Making Rider free to try is the correct strategy for them. Obviously they want to compete directly with VSCode, but they're burning a lot of good will in their existing customer base in the process.
I'm not too surprised. I hope they stay privately owned! It's a lot easier to focus on "make good product" when you don't have investors/accountants/management/etc badgering you about "stock price needs to go up, make something shiny and get it out this month".
I left my last company (pretty large, ~1500 employees at the time IIRC) for a variety of reasons, but that was the primary driver. I'd joined on when they were privately owned by the guy who founded it. Then they got some private equity investment group to buy out part of the company. Then they did an IPO. Everyone was SUPER excited about the IPO. I didn't pay too much attention, I was focused on the product my team was building. ESOP was nice. But within a year we were being pushed hard to cut corners and get a half-baked version of the product out to market instead of building it to do the job well like we'd planned from day 1. Ironically, if we hadn't been constantly badgered and having our priorities flipped back and forth, I bet we would have had a useful, functional version of the initial plan out the door by the time I left, with the proper foundation to keep building and expanding it to solve the problems our customers were experiencing with the old system. But now the old system's problems are deeply embedded in the new system, because it was quicker to shove out the door that way.
On the contrary, the place I'm at now is a much smaller company, and the founder/CEO has stated in no uncertain terms that we'll never be sold out to investors because it would mean that we'd be beholden to interests contrary to building the product our customers want and running the company in a long-term sustainable manner.
I agree that private companies can be good and I use Steam a lot, but Valve sucks in other ways. Their community is awful and developers can have posts openly calling for their death or calling them racial slurs and Valve support will tell them they won't remove the posts. I don't mean they deny the support request, I mean a person will respond and say "Yeah manage your community better." This is despite the fact they give no tools for community management.
But being a public company wouldn't make it any better.
To each their own but I'm happy for them to pull a premium.
As a customer: They're making gaming on Linux awesome, and my SteamDeck has killed off my console usage (YMMV), I love it so much. I'm way happier to buy games on Steam where it funds cool initiatives like that than on Epic where a big chunk of the value is accrued by TenCent and Disney.
As a game dev Steam also brings a lot of value: A big customer base, to the point where a game with mid-tier popularity can still do brisk business (not nearly as true on Epic). Their backend is unintuitive but has loads more features than EOS. They also offer really cool tech like SDR (Steam Datagram Relay), etc. If you're selling a PC game, there's no better place to be and you get value for the premium.
They do offer many features for game developers, though. Multiplayer, Remote Play and the Workshop just for example. Those cost money to run and offer an amazing benefit basically "for free" (included in the cut) to game devs.
I don't see the problem with that personally, since there's basically no restriction on how you distribute your games on the platform. It's not like iOS where you have 1 option.

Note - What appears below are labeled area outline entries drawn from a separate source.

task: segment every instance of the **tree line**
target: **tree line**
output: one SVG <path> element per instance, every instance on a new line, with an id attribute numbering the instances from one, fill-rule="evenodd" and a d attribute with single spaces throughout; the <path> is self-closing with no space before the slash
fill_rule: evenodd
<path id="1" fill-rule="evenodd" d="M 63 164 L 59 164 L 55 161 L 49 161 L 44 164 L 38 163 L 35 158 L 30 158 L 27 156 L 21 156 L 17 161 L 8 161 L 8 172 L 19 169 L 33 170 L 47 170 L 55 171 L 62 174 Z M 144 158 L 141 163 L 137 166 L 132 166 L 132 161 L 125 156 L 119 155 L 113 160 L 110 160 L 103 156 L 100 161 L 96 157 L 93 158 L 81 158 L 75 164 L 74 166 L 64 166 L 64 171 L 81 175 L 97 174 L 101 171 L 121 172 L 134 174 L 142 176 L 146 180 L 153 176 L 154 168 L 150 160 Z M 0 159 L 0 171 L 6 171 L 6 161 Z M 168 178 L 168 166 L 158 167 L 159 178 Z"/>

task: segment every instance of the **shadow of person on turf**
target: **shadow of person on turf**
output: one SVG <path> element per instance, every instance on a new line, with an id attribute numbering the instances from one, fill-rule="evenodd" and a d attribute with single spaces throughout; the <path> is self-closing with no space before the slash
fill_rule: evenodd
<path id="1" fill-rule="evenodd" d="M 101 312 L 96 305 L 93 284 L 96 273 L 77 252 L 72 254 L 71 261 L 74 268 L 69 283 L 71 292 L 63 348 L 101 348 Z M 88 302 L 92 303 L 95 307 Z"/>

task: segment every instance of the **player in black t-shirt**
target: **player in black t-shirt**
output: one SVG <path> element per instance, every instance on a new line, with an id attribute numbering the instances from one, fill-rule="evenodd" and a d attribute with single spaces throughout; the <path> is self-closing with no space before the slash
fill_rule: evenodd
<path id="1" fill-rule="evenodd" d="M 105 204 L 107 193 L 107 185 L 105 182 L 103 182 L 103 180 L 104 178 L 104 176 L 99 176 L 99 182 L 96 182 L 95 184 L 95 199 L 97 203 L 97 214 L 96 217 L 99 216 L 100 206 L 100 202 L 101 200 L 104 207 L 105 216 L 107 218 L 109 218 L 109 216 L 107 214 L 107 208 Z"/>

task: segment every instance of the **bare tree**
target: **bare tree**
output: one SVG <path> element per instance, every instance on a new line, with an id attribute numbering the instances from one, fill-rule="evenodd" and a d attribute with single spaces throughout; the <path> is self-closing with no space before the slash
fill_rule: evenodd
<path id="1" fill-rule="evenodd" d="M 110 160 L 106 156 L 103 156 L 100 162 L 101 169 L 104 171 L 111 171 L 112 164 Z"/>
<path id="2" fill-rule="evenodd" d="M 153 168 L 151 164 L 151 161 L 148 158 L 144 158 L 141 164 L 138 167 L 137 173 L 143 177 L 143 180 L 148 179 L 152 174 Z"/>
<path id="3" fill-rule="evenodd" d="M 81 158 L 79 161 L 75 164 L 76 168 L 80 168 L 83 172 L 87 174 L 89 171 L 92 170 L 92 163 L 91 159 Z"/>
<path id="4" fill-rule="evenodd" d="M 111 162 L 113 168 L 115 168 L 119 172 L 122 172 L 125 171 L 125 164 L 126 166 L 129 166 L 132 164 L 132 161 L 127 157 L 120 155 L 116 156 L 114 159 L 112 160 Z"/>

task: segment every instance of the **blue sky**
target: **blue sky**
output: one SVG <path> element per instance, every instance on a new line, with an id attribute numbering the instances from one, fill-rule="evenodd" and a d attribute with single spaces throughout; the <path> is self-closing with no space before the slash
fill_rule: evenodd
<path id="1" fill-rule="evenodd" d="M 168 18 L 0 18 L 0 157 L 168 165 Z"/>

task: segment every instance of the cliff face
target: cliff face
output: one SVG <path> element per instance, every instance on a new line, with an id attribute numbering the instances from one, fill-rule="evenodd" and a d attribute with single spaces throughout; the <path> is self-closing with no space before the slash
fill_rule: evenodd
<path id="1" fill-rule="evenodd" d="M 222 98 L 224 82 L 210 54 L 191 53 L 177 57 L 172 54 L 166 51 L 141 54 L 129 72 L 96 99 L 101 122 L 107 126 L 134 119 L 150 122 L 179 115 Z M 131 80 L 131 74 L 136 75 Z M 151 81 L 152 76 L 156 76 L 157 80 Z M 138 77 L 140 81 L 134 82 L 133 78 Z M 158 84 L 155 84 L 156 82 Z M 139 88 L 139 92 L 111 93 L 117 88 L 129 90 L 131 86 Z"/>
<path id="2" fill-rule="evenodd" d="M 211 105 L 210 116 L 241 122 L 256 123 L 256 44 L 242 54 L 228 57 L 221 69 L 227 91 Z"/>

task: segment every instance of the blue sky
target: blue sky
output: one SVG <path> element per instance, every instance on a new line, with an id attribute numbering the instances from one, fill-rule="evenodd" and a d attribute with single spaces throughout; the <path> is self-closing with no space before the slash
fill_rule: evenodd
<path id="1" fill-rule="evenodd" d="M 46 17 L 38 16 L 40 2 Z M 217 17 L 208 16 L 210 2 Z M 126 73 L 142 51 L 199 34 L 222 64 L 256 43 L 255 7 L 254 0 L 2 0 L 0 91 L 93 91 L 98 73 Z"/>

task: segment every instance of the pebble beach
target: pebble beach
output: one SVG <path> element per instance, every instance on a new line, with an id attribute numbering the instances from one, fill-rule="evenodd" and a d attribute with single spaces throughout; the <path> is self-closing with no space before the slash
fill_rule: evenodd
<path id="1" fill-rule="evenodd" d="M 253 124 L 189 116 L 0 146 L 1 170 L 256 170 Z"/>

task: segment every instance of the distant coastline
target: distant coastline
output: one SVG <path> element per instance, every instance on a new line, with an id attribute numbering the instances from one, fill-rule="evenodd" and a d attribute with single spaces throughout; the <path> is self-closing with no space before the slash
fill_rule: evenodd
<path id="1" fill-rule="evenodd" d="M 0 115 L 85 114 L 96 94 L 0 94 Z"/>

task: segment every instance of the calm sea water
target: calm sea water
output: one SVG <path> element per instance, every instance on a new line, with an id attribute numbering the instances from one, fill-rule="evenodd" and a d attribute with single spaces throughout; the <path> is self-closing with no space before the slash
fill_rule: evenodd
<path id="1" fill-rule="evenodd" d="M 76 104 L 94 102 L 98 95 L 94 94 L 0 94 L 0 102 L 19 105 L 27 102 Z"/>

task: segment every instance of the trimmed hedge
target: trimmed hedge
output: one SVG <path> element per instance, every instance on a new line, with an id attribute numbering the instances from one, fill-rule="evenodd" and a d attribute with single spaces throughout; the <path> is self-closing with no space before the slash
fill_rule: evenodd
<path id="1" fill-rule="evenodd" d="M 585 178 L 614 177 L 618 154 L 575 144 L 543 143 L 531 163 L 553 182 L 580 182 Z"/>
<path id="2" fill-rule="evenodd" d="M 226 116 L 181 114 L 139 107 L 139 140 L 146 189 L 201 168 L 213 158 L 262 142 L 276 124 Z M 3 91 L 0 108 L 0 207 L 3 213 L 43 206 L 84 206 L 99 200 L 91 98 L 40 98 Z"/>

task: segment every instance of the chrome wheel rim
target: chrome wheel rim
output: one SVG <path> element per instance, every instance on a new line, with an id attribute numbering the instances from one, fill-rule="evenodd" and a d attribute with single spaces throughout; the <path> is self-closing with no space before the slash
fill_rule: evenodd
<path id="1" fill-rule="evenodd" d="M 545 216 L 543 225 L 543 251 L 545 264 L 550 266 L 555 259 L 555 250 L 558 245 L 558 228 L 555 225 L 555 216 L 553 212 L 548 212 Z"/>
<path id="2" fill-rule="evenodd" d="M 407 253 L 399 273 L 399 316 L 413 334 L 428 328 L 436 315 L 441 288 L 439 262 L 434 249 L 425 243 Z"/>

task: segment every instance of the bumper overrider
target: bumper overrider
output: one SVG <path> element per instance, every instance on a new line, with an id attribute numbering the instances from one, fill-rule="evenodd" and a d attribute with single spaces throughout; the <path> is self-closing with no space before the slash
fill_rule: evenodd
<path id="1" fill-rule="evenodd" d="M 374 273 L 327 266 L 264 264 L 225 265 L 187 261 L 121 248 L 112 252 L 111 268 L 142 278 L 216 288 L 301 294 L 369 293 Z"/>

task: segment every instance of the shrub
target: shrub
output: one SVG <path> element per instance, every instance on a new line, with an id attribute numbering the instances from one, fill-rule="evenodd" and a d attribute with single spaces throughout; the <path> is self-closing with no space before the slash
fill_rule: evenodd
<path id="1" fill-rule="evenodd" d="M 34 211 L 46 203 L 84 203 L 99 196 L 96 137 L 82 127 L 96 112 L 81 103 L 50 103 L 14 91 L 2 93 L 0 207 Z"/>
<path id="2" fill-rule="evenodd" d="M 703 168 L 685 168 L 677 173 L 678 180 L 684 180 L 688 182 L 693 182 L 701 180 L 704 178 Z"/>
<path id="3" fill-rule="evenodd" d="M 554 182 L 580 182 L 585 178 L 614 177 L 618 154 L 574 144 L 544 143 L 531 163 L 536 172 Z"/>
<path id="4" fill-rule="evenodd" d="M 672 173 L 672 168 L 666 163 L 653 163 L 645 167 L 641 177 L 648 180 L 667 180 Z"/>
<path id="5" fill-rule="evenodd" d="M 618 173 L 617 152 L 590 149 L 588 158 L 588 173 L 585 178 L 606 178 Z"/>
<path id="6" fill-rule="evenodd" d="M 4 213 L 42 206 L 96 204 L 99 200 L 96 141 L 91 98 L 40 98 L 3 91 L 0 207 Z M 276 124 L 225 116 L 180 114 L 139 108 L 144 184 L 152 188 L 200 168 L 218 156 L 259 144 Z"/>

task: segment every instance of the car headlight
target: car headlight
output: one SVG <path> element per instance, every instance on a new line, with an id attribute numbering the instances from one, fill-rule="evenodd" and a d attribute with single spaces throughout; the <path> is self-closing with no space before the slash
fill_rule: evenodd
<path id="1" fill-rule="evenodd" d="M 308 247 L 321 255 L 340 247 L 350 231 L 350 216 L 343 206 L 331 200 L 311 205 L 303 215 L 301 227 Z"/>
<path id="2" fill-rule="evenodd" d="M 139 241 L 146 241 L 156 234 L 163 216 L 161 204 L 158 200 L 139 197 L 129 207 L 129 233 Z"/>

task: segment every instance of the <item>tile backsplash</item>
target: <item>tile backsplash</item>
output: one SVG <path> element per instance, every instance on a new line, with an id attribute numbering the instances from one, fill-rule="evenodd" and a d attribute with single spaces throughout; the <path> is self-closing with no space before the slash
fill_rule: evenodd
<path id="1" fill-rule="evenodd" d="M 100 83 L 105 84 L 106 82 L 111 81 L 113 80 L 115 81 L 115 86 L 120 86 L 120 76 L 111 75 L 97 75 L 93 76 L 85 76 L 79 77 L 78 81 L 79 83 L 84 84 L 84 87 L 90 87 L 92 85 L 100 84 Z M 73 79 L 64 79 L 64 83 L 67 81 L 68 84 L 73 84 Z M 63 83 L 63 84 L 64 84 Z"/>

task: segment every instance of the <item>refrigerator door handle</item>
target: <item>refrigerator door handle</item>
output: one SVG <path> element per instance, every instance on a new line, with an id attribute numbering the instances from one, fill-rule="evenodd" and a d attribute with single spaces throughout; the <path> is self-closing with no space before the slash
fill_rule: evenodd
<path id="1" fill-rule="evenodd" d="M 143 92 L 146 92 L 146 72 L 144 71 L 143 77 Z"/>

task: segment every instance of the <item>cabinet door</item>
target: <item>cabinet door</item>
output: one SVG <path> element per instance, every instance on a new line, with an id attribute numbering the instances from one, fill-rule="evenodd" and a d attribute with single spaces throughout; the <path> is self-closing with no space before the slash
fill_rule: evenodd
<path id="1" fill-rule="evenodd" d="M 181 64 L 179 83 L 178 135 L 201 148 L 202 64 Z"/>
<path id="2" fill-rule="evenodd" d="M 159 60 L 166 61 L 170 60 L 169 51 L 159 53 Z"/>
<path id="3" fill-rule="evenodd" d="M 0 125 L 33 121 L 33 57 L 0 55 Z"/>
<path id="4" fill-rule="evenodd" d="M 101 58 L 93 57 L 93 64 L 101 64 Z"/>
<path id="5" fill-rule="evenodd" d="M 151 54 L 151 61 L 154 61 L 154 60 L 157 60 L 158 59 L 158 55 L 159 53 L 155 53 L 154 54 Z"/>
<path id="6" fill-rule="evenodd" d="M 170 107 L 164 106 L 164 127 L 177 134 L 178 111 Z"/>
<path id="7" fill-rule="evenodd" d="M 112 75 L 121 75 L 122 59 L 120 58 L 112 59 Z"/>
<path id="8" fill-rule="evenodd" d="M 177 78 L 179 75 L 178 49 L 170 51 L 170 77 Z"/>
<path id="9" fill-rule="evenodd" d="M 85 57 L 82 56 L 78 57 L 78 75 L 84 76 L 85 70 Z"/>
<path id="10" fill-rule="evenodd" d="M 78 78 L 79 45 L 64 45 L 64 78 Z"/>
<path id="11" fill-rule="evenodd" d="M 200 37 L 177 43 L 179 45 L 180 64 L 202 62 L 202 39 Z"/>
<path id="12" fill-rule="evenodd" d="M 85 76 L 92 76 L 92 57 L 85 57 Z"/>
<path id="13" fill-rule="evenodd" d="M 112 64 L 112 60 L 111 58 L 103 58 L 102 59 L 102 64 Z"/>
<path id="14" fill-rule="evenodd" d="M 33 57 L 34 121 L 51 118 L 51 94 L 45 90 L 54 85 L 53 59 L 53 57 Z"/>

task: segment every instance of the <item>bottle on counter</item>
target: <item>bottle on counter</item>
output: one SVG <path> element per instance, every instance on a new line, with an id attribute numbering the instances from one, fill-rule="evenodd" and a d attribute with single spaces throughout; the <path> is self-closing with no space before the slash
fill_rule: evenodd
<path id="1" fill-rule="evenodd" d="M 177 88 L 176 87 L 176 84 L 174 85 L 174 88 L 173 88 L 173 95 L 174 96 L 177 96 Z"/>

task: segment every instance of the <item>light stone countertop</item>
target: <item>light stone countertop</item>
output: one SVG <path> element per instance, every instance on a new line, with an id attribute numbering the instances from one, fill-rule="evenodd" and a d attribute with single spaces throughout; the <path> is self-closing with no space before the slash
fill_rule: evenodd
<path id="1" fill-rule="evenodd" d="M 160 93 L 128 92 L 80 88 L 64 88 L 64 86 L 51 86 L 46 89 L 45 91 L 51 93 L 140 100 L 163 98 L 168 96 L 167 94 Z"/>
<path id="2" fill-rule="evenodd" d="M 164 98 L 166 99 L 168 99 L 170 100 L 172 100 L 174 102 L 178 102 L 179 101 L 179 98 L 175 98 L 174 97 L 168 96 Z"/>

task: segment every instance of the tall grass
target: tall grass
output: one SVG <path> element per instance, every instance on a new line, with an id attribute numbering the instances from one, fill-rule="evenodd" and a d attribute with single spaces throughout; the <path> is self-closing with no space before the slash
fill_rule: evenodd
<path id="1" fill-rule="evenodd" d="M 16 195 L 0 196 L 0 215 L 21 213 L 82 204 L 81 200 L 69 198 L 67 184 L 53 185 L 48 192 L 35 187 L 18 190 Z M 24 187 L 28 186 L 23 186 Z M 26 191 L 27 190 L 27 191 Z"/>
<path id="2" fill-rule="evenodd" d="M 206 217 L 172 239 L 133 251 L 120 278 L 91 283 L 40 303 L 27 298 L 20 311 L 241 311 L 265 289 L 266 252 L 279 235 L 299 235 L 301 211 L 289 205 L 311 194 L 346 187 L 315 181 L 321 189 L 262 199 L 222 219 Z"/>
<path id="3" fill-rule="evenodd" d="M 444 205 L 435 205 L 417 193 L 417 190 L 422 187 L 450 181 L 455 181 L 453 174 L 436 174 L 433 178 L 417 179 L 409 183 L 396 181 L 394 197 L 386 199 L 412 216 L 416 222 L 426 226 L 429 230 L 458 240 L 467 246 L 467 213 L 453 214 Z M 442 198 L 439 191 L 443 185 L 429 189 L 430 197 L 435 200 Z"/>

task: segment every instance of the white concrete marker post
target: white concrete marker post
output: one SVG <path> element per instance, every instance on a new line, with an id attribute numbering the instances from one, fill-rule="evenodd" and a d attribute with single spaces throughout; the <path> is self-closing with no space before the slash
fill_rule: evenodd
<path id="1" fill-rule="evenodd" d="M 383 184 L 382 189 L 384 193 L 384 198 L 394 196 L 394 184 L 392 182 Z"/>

People publishing games just have to do the math and see if the benefits justify the costs.
my point is that valve/steam takes 30% "because they can". they could charge 5% and im sure still make tons of money. it's still a cut throat business, and while yeah they could be doing shittier things to make more money, i think they also do risk assessments on disturbing the golden goose
I am sure the public market has made the general public reap the rewards of large companies (kudos!) but some of the privately owned companies are absolutely kicking ass to serve their customers instead.
Rider is a really great product - probably the next generation of coders will be split between VS Code and Rider with this change.